Building a powerful, “yoked” physique requires focused training on key muscle groups. This workout targets the neck, traps, side delts, upper chest, and long head of the triceps, all essential for a visually impressive upper body.
Prioritizing neck training, often overlooked, is key. Similar to calves, the neck benefits from early workout placement to maximize performance. Start with three sets of 20+ reps of plate-loaded neck curls, aiming for a controlled movement and focusing on feeling the muscles work.
Next, superset the neck curls with three sets of 15 reps of cable neck extensions. Using a head harness provides stability and allows for more effective isolation of the neck muscles during extension exercises.
Now, move on to three sets of 8-10 reps of trap bar shrugs. The trap bar’s wider grip promotes shoulder abduction, aligning with the upper traps’ horizontal fiber orientation. Shrug your shoulders up and in, as if trying to touch your ears.
Following the shrugs, perform three sets of 15-20 reps of rope upright rows. This exercise targets both the upper traps and side delts, contributing to that coveted broad-shouldered look. The rope attachment allows for greater range of motion and a stronger contraction.
Transition to the upper chest and triceps with three sets of 10-12 reps of the close-grip barbell incline bench press. This exercise emphasizes shoulder flexion, effectively targeting the upper pecs. Maintain a strong mind-muscle connection and focus on feeling the upper chest muscles work.

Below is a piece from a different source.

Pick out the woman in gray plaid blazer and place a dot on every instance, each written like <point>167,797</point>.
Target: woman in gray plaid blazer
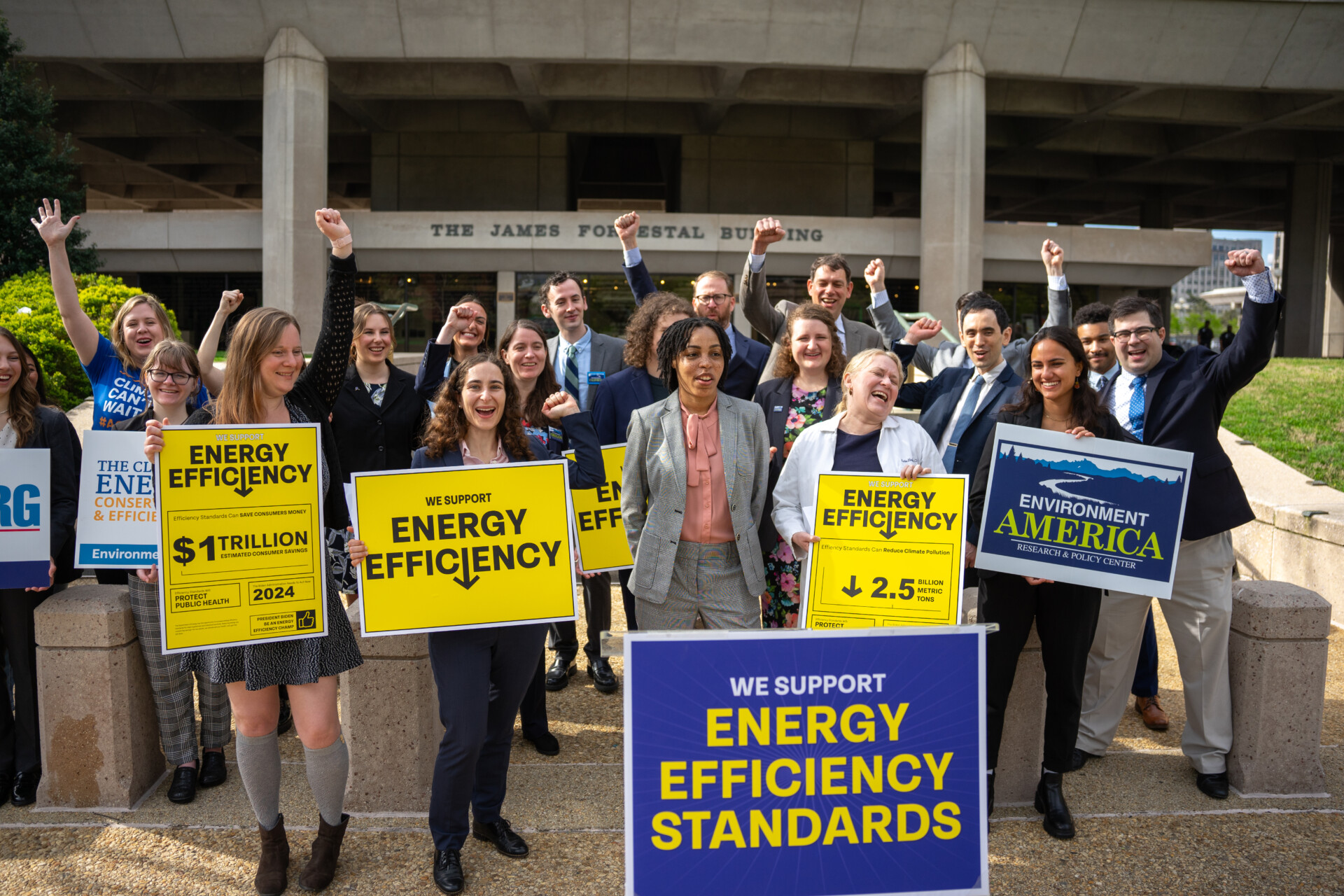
<point>694,489</point>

Next, perform three sets of 10-12 reps of incline dumbbell modified seal rows. This exercise effectively targets the mid-traps, rhomboids, and rear delts. Focus on driving your elbows straight out to the sides and squeezing your shoulder blades together at the top of the movement.
For triceps development, include three sets of 10-12 reps of floor skull crushers. This exercise focuses on the long head of the triceps by emphasizing both elbow and shoulder extension. Maintain constant tension and control the weight throughout the movement.

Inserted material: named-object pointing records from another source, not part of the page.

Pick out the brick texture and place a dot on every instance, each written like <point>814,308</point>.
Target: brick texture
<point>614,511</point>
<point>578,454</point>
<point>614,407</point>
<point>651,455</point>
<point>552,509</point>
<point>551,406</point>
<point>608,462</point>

Finally, finish with three sets of butterfly machine lateral raises to an RPE of 9. This exercise focuses on the side delts and upper traps. Externally rotate your arms and squeeze your traps as you reach the top of the movement.
This comprehensive workout, based on both experience and scientific evidence, is designed to build a powerful, yoked physique. Remember to focus on proper form and progressive overload to maximize results.